Where then, does this leave the person whose family and spouse do not get on? Of course, this is a tricky spot to be in, but I recommend every attempt at reconciliation be made. A good idea to accomplish this end may be facilitating a meeting of mediation between the affected parties, during which each can express their positions in the hopes of creating peace. Fundamentally, despite their differences, both in law and spouse share a love for their child/partner, and conflict like this ends up hurting this person most. Therefore every effort should be made to restore, or create, a relationship between in law and spouse.
Be all this as it may, prevention is always better than cure. Boundaries need to be put in place immediately, and maintained throughout the course of the marriage. These boundaries can be in the form of visitation (the in laws being overpresent is a big issue many couples face), seeking advice (many people will confide in their parents when there are marital issues – while this may seem helpful because they certainly have more marital experience than we do in most cases, no one is perfect, and this can lead to the in laws developing an unwarranted and unfair opinion of their child’s spouse), failure to distance from their parents (leaving the spouse feeling that their relationship with their spouse is secondary, or even inferior to, the one that their partner shares with their parent), and dependency (many parents become dependent on their children, especially as they age; this places pressure on the marital relationship both financially, and emotionally).
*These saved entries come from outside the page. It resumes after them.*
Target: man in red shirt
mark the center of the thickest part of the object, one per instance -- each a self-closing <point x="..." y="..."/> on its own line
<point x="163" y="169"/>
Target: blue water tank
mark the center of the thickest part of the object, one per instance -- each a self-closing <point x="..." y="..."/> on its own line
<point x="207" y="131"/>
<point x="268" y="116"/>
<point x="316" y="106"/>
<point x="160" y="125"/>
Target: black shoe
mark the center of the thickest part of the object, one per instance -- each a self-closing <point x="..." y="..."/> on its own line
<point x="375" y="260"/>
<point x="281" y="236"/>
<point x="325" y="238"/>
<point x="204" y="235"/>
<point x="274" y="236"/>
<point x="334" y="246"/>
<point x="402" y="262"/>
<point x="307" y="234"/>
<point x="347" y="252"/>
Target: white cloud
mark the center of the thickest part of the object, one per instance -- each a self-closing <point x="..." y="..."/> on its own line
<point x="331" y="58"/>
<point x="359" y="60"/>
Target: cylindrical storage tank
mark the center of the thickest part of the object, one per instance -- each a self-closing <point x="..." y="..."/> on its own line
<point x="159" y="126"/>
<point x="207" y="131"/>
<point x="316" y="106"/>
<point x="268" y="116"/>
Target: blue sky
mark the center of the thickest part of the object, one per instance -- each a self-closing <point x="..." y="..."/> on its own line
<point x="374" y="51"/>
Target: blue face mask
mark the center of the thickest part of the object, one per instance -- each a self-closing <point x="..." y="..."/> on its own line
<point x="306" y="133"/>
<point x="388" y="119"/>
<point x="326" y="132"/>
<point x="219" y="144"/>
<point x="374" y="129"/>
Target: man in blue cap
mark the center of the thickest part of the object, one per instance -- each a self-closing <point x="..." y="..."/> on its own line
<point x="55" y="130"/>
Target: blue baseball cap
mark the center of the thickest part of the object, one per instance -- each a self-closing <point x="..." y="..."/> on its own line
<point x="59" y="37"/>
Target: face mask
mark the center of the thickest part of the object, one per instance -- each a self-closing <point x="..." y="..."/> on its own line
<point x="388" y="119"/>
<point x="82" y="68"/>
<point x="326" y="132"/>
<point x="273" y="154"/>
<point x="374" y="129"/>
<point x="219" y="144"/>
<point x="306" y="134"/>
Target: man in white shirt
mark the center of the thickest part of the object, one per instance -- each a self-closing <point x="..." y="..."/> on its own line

It’s best to nip these issues in the bud, as far as possible.
All told, the relationship with in laws can be a tough one, but parents are not savages, and fundamentally, most love their children, and only want the best for them. A dialogue in which their child is open with them regarding their new role as husband or wife, and clarifies their new priorities, while still assuring them of their love and regard for their parents, can be invaluable in showing them what is expected of them, easing them into their new roles as in laws and giving them the respect they deserve as parents.